The developer calls it an aPodment; Patrick Tompkins calls it unregulated.
"If they're a large-scale structure, they're supposed to go through design review, no matter what they're going to build," said Tompkins, who lives on Capitol Hill with his family. "I think the sense there is that this is something the city got backed into. They had no intention of creating this."
Tompkins, who heads up the Capitol Hill Coalition, lives about six blocks from a micro-housing development called Centro on East John Street. The building advertises furnished "suites," each with a kitchenette and bed, starting at $575 per month.
One local community college student who lives in the building showed off her loft with mini-fridge and private bathroom, all packed into about 200 square feet. At $850 per month, she said, it was becoming too expensive for the neighborhood given the amenities she has. (She shares a coin laundry and a larger kitchen in a small common area on the ground floor.)
City land use planners and private developers tout micro-housing -- popular on Capitol Hill and in the U-District -- as easy, affordable living in an otherwise pricey real estate market.
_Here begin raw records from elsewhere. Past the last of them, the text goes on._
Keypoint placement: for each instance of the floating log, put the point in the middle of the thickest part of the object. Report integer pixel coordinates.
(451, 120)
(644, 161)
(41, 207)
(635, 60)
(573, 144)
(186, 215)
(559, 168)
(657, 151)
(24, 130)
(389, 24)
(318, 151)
"Yes, (living) is pretty expensive," said University of Washington student Lydia Walsh, who lives near campus. "I work two minimum-wage jobs, so it's definitely a little hard to make ends meet sometimes."
On the flip side, critics argue the micro-housing trend is skirting city regulations -- and falling under the radar of neighbors -- due to a loophole in city law. Forty-seven micro-housing developments are currently permitted in Seattle, city planners say; most, however, do not have to go through a traditional design review process.
"For most of the micro-housing developments that we're seeing, they require only a building permit," said Mike Podowski, manager of land use and development at Seattle's Department of Planning and Development. "Design review is not required of all multi-family buildings either. The thresholds are based on the number of dwelling units."
Podowski points to city code which says that buildings that have nine or more "dwelling units" have to go through a design review. A "Dwelling unit" is defined by a shared kitchen or food prep area.
Tompkins, however, says this is the exact loophole that neighbors are trying to close.
"I think there's a general consensus that there's a need for this kind of housing," he said, "(but) I think they really want to have a careful, thoughtful hand in shaping how our neighborhoods get created."
Tompkins and others met with city councilmembers last week to talk to them about drafting a short-term moratorium that would limit construction on micro-housing units while the city studies the impacts of high-density living. A legislative aide in Councilmember Tom Rasmussen's office said there is discussion among city leaders about drafting something, but "nothing's on paper yet."
"I don't know if (the aPodment) would be something I'd be interested in," added Walsh, the UW student, "but they sound cool, and I think that those would work for lots of young professionals or college students."
KOMO News contacted the aPodment development company for comment. A building manager said, "we don't do media," and then refused to contact the company's main office.